Monday, September 1, 2008

Sect of the Week

Well, okay, I don't have the attention span to have a regular feature, but for today, let's pretend that I do, and give a warm welcome to the Yezidis!

If the Wikipedia knows what it's talking about, the opening of The Exorcist was filmed in Sinjar, a Yezidi village in Iraq. And who, we might ask, are the Yezidis? Of course, I was duty-bound to click on the link, and subsequently plunk some new books on my Wish List. They seem to use "Yezidi" and "Yazidi" interchangeably, but believe me, I understand the problems of going back and forth from non-Roman alphabets.

http://en.wikipedia.org/wiki/Yezidi

The whole section on "Religious Beliefs" is worth reading. First off, the fact that their primary supernatural connection is with a "Peacock Angel," when there's an embossed peacock on the puja plate I bought not long ago. Coincidence? (Well, probably).

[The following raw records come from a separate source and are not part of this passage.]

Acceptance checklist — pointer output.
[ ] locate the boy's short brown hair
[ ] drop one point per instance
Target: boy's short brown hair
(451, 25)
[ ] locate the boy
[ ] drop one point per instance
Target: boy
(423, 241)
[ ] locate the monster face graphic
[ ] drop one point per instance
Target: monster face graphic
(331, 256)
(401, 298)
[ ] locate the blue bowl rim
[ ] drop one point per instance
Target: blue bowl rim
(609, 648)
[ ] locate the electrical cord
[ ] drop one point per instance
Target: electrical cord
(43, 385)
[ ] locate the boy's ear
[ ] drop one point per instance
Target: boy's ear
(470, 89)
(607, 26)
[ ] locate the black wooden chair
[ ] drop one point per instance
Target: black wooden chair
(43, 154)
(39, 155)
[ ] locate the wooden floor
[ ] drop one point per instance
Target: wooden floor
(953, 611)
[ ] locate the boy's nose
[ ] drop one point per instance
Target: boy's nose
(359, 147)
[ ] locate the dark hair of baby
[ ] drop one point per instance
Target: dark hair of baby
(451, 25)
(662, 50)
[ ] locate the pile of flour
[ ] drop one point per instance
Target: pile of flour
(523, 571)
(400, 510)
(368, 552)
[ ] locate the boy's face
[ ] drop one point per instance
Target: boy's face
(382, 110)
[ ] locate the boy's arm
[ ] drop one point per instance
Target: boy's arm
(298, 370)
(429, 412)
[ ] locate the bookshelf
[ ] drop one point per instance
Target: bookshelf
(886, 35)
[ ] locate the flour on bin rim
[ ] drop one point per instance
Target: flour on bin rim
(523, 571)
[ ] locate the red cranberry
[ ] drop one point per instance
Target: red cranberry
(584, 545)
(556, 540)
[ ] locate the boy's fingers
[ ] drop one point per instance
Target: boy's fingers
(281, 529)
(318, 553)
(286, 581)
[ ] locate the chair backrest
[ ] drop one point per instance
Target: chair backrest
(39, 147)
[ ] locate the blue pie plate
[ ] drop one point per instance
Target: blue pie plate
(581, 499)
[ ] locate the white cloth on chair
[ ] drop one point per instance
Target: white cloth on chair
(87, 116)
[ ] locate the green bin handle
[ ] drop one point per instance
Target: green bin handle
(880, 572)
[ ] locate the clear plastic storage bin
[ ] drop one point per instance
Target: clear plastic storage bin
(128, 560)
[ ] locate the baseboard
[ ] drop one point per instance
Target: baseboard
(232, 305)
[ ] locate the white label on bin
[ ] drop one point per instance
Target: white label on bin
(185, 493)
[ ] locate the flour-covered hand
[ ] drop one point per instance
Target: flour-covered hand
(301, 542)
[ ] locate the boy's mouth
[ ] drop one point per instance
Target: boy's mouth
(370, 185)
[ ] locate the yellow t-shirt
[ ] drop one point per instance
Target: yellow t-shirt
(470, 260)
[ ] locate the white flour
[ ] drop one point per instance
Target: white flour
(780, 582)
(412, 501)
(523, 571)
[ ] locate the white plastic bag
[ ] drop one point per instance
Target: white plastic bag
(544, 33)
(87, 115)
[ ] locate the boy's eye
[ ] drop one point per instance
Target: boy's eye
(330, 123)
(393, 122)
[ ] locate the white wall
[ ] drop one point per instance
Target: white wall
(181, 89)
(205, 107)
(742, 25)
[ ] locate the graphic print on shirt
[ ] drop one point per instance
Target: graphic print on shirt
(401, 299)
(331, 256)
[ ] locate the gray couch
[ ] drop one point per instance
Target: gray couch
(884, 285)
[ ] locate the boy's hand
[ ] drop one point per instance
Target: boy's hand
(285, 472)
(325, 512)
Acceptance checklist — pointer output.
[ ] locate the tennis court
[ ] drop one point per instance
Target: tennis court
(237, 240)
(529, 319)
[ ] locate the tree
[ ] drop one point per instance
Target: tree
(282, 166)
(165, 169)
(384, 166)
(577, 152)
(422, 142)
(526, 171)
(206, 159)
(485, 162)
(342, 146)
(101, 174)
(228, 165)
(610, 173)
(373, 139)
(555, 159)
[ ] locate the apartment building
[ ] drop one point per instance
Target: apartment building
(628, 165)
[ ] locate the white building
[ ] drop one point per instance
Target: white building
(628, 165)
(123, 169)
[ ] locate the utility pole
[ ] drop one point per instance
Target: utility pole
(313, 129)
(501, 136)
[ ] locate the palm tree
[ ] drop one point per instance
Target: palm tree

"The Yazidi story regarding Tawuse Melek's (the Peacock guy's) rise to favor with God is almost identical to the story of the jinn Iblis in Islam, except that Yazidis revere Tawuse Melek for refusing to submit to Adam, while Muslims believe that Iblis' refusal to submit caused him to fall out of Grace with God, and to later become Satan himself."

Basically, their story goes that God had first ordered his angel not to submit to anyone. So later, when he ordered Tawuse Melek to bow to Adam, it was really a test. The point (besides acknowledging an arbitrariness in the Almighty that's certainly reminiscent of various Old Testament stories) seems to be that God gave him the will to choose, and it was correct for him to use it.

Because the Muslim version, Iblis, "fell" and became Shaytaan over the incident, they apparently think of the Yazidis as devil-worshipers. (Most of us know the name Iblis, of couse, because of the Patrick Macnee character on the old Battlestar Galactica).

Anyway, the "Yazidis believe that good and evil both exist in the mind and spirit of human beings. It depends on the humans, themselves, as to which they choose. In this process, their devotion to Tawuse Melek is essential, since it was he who was given the same choice between good and evil by God."

Good call on the good and evil, guys!